Colazione routinaria la mia. Apro il frigorifero, acciuffo un vasetto di yogurt greco da miscelare con miele, crusca e uvetta, guardo la data di scadenza e penso che manchi qualcosa.
“Da consumare entro”, queste parole assumono nella mia testa un tono direttivo, dittatoriale. Parole alle quali ribellarsi, con buon senso, e scoprire il vero sapore della mozzarella – quella legalmente deceduta due giorni prima – e rendersi conto di aver vissuto tra le ombre culinarie della caverna di Platone fino a quel momento.
Parole che però nascondono, dietro veli di democristiani “preferibilmente”, informazioni molto più importanti.
Qui, ciò che scade è il contenuto, non il contenitore.
Quasi una forma di ateismo consumabile. La maggior parte del mondo crede che sia il nostro contenitore a scadere, mentre il contenuto trascenda e si trasformi in altro da sé. La maggioranza dei culti e delle popolazioni pensa che sia il corpo a subire l’influsso del tempo e di conseguenza morire, mentre anima, intelletto, spirito – o comunque si voglia chiamarlo/a – non necessiti di una data di fine.

Qui, ciò che scade è l’apparenza, non l’essenza – manchiamo di coerenza. In effetti, ciò che sopravvive per giorni nel nostro frigorifero per essere poi consumato in qualche minuto, lascia un cadavere difficilmente decomponibile. Come se dopo la morte, il nostro corpo se ne andasse in giro a zonzo, in uno scenario mix tra le pellicole di Lucio Fulci e di Mel Brooks.
Non è fortunatamente così, ed essendo eterni egocentrici costruttori – anzi modellatori – del mondo, a nostra immagine e somiglianza, non si comprende il motivo di questa incoerenza. Ma ancora, le tonnellate di plastica che sopravvivono al loro scopo rimangono a vagare in un limbo anti-ecologico che non finisce, ma bivacca sui nostri tavoli, dopo esser state abbandonate nelle acque degli oceani e ingerite dai pesci che compongono le nostre diete.
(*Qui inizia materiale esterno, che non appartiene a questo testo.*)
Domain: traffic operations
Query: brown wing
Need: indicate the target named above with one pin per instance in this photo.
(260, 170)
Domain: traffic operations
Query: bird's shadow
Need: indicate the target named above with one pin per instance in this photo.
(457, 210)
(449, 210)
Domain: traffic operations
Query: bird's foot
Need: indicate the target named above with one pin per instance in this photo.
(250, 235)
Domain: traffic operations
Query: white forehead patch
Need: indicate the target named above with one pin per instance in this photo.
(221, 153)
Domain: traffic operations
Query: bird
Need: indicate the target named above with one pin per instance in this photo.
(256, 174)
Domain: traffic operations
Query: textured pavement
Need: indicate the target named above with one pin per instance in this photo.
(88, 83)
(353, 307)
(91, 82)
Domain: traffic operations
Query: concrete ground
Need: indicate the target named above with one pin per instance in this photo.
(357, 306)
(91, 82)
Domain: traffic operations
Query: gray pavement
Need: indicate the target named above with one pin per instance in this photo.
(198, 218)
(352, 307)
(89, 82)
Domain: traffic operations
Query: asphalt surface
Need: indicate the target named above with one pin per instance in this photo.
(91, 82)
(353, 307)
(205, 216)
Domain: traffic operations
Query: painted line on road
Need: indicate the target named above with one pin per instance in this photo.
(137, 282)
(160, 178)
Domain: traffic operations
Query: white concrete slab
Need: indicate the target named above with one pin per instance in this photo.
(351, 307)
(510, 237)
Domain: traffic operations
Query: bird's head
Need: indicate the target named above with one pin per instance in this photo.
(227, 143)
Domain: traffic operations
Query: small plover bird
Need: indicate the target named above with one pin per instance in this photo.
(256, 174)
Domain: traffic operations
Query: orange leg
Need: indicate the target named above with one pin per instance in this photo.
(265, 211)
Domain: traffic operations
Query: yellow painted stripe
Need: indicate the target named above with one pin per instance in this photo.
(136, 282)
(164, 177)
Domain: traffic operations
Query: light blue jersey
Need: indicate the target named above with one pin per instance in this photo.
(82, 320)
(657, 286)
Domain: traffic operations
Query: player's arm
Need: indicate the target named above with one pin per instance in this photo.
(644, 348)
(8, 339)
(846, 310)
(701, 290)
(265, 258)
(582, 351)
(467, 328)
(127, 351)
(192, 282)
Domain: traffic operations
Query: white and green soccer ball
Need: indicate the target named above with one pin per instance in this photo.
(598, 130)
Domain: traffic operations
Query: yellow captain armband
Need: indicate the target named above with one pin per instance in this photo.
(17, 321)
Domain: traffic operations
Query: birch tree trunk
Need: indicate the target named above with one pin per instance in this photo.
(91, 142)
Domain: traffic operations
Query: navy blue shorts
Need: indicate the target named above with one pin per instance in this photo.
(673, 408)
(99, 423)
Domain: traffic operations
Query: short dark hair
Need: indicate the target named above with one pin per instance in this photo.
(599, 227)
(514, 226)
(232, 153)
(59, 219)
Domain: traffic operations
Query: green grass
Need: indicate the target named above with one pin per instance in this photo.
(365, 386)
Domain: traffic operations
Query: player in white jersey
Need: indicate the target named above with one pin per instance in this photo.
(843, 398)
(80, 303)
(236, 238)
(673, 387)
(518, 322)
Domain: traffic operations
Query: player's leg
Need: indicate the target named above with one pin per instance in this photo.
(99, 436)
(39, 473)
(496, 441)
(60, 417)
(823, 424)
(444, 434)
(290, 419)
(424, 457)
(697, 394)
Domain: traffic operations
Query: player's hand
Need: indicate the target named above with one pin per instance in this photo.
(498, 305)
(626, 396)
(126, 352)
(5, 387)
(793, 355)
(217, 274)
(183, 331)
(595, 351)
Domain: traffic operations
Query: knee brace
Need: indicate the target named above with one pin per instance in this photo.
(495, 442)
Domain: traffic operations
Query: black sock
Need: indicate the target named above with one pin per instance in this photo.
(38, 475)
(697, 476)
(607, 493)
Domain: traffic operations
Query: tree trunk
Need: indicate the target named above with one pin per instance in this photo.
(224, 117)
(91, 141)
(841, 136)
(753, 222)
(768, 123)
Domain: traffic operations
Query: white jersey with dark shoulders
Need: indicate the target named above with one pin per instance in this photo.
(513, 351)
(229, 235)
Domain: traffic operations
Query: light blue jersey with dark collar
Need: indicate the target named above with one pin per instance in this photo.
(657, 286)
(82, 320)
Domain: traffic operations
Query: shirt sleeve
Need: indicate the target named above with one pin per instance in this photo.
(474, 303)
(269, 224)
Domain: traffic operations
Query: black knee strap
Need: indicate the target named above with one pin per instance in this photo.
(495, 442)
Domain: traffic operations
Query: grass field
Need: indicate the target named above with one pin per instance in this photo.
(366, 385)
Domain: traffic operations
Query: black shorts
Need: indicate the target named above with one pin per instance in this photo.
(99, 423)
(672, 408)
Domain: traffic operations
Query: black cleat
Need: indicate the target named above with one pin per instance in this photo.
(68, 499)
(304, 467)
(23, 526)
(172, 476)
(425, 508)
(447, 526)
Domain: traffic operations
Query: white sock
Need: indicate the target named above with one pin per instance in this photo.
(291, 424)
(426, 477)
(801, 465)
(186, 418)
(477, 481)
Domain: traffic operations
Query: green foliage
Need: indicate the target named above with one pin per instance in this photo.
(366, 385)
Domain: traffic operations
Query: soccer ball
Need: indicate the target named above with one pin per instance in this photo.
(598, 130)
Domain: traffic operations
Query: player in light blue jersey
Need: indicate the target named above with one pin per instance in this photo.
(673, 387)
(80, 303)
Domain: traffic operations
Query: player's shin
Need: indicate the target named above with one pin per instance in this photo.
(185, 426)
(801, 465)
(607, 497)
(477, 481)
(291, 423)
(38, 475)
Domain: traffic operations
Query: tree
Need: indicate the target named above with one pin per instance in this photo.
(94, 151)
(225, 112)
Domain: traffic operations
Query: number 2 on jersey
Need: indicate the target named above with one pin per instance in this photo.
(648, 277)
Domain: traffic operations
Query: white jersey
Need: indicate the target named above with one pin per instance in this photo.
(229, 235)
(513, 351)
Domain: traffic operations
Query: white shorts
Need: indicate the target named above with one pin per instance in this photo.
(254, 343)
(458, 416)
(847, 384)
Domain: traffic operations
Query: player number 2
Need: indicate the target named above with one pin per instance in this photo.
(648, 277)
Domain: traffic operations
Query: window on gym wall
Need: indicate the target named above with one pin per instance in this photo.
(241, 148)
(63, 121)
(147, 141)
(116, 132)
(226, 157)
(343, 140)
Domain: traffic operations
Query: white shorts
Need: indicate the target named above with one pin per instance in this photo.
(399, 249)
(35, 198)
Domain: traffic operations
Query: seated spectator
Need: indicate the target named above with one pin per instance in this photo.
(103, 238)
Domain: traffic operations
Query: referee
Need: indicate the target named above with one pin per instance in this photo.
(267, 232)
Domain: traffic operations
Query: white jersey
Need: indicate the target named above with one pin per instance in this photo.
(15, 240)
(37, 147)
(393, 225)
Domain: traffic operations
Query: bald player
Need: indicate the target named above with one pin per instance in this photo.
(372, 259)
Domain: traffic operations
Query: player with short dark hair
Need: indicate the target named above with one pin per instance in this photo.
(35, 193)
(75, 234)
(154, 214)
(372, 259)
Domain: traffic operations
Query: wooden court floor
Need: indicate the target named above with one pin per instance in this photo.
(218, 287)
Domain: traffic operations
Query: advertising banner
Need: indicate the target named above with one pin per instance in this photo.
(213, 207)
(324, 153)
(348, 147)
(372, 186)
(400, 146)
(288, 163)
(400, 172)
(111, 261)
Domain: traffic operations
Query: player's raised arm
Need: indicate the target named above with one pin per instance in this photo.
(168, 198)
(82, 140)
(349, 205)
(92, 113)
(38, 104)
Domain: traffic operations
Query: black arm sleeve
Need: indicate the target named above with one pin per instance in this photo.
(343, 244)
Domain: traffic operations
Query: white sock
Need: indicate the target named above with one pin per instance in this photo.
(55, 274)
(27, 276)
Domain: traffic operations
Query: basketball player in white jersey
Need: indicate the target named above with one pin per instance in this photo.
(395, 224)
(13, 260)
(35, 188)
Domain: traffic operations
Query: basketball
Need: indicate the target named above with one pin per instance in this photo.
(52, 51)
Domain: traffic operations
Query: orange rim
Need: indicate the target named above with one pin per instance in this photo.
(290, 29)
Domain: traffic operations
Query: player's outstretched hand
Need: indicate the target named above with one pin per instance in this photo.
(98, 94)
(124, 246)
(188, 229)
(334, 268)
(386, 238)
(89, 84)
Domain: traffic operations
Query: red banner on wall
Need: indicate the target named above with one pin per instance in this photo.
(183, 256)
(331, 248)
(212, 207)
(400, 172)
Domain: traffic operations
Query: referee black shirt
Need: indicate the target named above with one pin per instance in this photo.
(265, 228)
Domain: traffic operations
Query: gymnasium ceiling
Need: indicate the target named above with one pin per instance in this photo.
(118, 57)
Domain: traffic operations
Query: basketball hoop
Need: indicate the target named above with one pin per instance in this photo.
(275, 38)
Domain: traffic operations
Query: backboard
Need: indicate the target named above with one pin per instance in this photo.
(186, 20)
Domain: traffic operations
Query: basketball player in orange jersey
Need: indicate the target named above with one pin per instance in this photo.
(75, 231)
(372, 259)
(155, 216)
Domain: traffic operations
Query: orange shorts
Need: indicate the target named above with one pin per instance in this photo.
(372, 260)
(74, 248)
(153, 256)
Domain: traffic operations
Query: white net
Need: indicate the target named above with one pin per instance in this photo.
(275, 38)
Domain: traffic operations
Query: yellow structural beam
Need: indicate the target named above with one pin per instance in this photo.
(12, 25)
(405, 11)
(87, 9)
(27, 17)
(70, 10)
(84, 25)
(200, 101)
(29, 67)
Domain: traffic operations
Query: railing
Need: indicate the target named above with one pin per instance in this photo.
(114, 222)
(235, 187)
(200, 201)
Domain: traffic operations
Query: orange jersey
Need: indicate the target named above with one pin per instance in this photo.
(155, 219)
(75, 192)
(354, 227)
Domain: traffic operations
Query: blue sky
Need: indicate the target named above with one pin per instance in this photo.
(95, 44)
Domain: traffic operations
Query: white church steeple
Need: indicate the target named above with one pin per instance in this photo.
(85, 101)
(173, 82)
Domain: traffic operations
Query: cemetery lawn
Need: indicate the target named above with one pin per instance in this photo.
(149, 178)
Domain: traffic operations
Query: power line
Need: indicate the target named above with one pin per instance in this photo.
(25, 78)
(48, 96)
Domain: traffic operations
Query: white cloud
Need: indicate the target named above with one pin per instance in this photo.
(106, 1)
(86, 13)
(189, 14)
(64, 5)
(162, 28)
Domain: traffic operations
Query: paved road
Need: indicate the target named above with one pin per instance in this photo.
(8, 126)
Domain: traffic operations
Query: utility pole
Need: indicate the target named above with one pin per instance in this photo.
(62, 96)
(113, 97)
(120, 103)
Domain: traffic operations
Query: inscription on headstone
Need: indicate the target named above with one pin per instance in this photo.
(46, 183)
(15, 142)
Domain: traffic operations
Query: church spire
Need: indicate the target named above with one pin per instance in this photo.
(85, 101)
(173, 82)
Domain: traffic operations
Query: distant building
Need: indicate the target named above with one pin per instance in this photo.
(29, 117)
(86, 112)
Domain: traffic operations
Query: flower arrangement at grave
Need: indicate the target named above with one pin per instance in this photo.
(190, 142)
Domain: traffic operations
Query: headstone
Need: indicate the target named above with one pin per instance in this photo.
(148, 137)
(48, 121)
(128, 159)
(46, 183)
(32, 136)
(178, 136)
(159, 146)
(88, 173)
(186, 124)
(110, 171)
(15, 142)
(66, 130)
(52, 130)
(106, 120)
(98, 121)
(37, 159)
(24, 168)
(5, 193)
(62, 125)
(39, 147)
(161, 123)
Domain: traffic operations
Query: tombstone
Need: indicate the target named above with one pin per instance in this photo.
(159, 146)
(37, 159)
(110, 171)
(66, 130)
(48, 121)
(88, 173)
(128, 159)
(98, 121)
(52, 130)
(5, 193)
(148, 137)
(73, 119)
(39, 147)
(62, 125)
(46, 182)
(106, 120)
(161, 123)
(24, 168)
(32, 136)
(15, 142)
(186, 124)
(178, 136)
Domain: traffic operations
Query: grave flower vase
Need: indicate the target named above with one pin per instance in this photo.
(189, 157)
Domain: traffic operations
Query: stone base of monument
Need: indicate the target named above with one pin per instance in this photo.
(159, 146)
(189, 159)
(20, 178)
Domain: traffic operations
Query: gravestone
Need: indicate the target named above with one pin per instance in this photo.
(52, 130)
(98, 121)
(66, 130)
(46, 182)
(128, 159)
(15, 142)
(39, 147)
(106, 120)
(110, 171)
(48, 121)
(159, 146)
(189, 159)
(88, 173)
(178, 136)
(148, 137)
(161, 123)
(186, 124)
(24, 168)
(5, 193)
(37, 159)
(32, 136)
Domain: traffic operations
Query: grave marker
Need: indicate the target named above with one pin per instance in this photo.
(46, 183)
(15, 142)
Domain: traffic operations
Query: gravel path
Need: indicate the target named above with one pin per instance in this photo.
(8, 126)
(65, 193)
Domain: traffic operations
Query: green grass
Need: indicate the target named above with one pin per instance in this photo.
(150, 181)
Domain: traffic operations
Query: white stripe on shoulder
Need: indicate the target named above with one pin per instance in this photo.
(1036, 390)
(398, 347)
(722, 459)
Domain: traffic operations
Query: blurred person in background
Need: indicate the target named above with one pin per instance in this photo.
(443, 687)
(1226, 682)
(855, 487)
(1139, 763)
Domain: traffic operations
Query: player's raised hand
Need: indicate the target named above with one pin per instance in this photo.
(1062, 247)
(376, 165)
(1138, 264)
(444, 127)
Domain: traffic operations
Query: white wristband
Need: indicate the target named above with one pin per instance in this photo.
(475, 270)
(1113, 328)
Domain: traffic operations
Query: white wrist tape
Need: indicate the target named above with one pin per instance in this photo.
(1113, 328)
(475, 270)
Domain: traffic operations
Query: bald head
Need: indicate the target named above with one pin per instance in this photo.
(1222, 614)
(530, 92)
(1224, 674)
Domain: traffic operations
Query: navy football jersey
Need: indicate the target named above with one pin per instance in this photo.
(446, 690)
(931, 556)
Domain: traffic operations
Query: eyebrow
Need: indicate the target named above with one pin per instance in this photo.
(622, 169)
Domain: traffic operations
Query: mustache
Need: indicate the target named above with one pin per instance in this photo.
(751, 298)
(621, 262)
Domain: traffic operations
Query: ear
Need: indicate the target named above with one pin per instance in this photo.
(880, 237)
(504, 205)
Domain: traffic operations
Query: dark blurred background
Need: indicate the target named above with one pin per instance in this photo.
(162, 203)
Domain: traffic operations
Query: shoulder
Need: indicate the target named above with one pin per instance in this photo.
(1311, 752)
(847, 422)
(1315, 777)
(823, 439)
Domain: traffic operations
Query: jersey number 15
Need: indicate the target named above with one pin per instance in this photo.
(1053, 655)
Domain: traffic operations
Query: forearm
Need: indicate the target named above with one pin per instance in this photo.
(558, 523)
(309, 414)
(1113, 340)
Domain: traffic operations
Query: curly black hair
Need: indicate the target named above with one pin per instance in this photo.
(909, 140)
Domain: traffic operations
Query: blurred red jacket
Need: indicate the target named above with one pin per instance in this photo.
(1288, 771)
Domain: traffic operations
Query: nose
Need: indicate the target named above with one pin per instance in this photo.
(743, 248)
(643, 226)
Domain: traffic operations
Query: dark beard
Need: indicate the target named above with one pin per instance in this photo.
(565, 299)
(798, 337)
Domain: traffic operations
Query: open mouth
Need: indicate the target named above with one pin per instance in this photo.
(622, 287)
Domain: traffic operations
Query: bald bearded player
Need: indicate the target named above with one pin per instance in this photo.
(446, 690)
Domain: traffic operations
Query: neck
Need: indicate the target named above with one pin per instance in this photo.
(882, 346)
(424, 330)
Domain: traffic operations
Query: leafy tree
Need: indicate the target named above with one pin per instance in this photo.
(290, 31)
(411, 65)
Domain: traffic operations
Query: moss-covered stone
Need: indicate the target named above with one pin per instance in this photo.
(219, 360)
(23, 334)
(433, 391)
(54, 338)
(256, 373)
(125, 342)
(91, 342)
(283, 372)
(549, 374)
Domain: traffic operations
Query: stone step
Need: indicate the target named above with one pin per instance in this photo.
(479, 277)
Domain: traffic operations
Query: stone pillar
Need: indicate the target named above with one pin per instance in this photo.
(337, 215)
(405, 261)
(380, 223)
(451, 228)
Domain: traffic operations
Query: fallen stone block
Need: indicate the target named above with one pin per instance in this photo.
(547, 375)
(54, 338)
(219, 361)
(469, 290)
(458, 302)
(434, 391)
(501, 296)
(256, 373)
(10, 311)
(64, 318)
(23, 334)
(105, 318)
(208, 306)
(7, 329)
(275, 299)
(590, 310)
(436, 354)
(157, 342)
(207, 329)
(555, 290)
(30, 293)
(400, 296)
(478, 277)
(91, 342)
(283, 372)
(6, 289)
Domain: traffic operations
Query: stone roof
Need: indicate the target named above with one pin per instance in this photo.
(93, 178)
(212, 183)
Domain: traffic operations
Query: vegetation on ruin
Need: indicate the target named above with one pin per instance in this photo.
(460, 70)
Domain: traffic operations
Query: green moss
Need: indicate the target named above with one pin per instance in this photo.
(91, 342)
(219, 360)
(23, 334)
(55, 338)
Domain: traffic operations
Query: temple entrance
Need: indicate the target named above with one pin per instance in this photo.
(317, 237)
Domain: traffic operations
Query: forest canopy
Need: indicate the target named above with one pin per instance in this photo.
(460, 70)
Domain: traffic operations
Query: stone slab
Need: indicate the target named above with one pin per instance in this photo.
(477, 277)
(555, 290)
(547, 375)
Allora il contenitore diventa il contenuto. Un’eresia meritevole di condanna. Estremizzando questo processo, arriveremo ad un orwelliano “2984”, in cui in magazzini alimentati ad energia solare, robot alimentati ad idrogeno spediranno confezioni di plastica contenenti plastica – base della catena alimentare mondiale.
Oggi è la Giornata di Azione Europea Raccolta Coperchi di Plastica e azione europea significa azione congiunta.
I dati dei danni che abbiamo già causato, sono reperibili in qualsiasi istante sulle piattaforme di ricerca online, pronti a farvi vivere qualche momento di ansia, prima che la pubblicità di un fast food o di un e-commerce orientale low cost vi causi questa dannata amnesia selettivo-collettiva che sembra dominare il mondo.
Se i dati vengono dimenticati, magari questa breve e personale riflessione concettuale, ci aiuterà a ricordare, come il taglio sulle mani dei bambini del Club dei Perdenti di Derry nel romanzo di Stephen King.